A ação, que foi apresentada pela Defensoria Especializada em Interesses Coletivos (DEPEIC), inclui uma "Tutela Antecipada" exigindo que o Estado envie forças de segurança e combate aos incêndios para os municípios afetados. Isso visa assegurar uma resposta rápida e eficaz para o controle da situação.
Além disso, a Defensoria solicita que, no prazo de dez dias, o governo detalhe as ações realizadas nos últimos 12 meses para prevenir novas queimadas em 2024. A administração deve fornecer informações sobre o destacamento de pessoal extra, os custos envolvidos, e a instalação de equipamentos de monitoramento e prevenção.
A medida foi motivada pela atual situação de poluição do ar em Manaus e pelas dificuldades enfrentadas em 2023, quando a DPE-AM pediu intervenção federal devido à incapacidade do Estado em lidar com a crise ambiental. O texto da ação ressalta a gravidade do problema e critica a indiferença do governo.
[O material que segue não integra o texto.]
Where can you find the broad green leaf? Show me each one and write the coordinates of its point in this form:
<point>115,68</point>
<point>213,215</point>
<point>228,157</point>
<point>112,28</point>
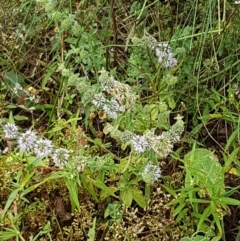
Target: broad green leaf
<point>103,187</point>
<point>127,196</point>
<point>229,201</point>
<point>91,232</point>
<point>104,195</point>
<point>181,215</point>
<point>139,198</point>
<point>124,164</point>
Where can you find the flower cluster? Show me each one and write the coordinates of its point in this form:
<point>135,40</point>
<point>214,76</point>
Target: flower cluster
<point>10,131</point>
<point>160,144</point>
<point>30,142</point>
<point>151,173</point>
<point>140,143</point>
<point>163,53</point>
<point>119,91</point>
<point>111,107</point>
A Defensoria também destaca que, ao não cumprir suas responsabilidades legais e constitucionais, o Estado se torna responsável pelos danos ambientais e à saúde pública, devendo reparar os prejuízos causados à coletividade.
Além da ação judicial, a DEPEIC/DPE-AM enviou ofícios a várias autoridades e órgãos de fiscalização, incluindo o Procurador-Geral da República, a Defensoria Pública da União, o Ministério Público Federal do Amazonas, o Procurador-Geral de Justiça do Amazonas, e o Tribunal de Contas do Estado do Amazonas, solicitando que tomem medidas para enfrentar a crise.